The Contains, Add and Remove methods, as mentioned before, do not verify the validity of their arguments because the type is only used internally. Debug assertions tell the caller when an invariant expected by the type has been violated.

You might wonder why the GetEnumerator method does a loop with a yield return, rather than being implemented as

  public IEnumerator<int> GetEnumerator()
  {
return
from item in Enumerable.Range(0, 32)
where this.Contains(item)
select item;
  }

Do you see why I chose to use a loop for this one, despite my stated desire to eschew loops in favour of queries?

Notice that I choose to not implement special versions of sequence operators that are extension methods, even though I could. For example, there's no "Count" property on this thing. The naive implementation of Count() will call GetEnumerator, which as we've seen enumerates all 32 possibilities. But the count of the bitset is the Hamming Weight, and there are many well-known algorithms for efficiently calculating the Hamming Weight of a bit vector.
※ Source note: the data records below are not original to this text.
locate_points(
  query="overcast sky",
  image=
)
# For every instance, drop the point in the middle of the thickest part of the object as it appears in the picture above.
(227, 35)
We could for example use the algorithm commonly attributed to Kernighan (though it has been discovered independently many times throughout the history of computer programming.) This algorithm clears the low bit until they're all cleared, and tells you how many times it had to do that:

  public int Count()
  {
int remaining = this.bits;
int count = 0;
    while(remaining != 0)
{
remaining &= (remaining - 1);
count++;
}
return count;
  }

The cost of this is proportional to the number of set bits, rather than always going through all 32. But who cares? 32 is a small number. Again, let's not add this complexity unless profile-driven empirical data suggests that naively counting the bitset entails an unacceptably high cost.

Notice that in contrast I did choose to implement Contains() myself rather than using the extension method. Had I used the extension method then obviously I would not have been able to use Contains() inside GetEnumerator; we would have gotten a stack overflow. I would have had to put the bit twiddling logic in GetEnumerator, and since I was going to have to write the bit twiddling logic anyway, it seemed reasonable to put it in its own method for general use.

Once more we've built a trivial little piece of code, but to do so, had to make many design decisions along the way. The fundamental question that has driven the entire design is "is it reasonable that we'll never have more than 32 colours?" We could trivially expand that to 64 by using a long instead of an int, but going farther than that would be a lot trickier.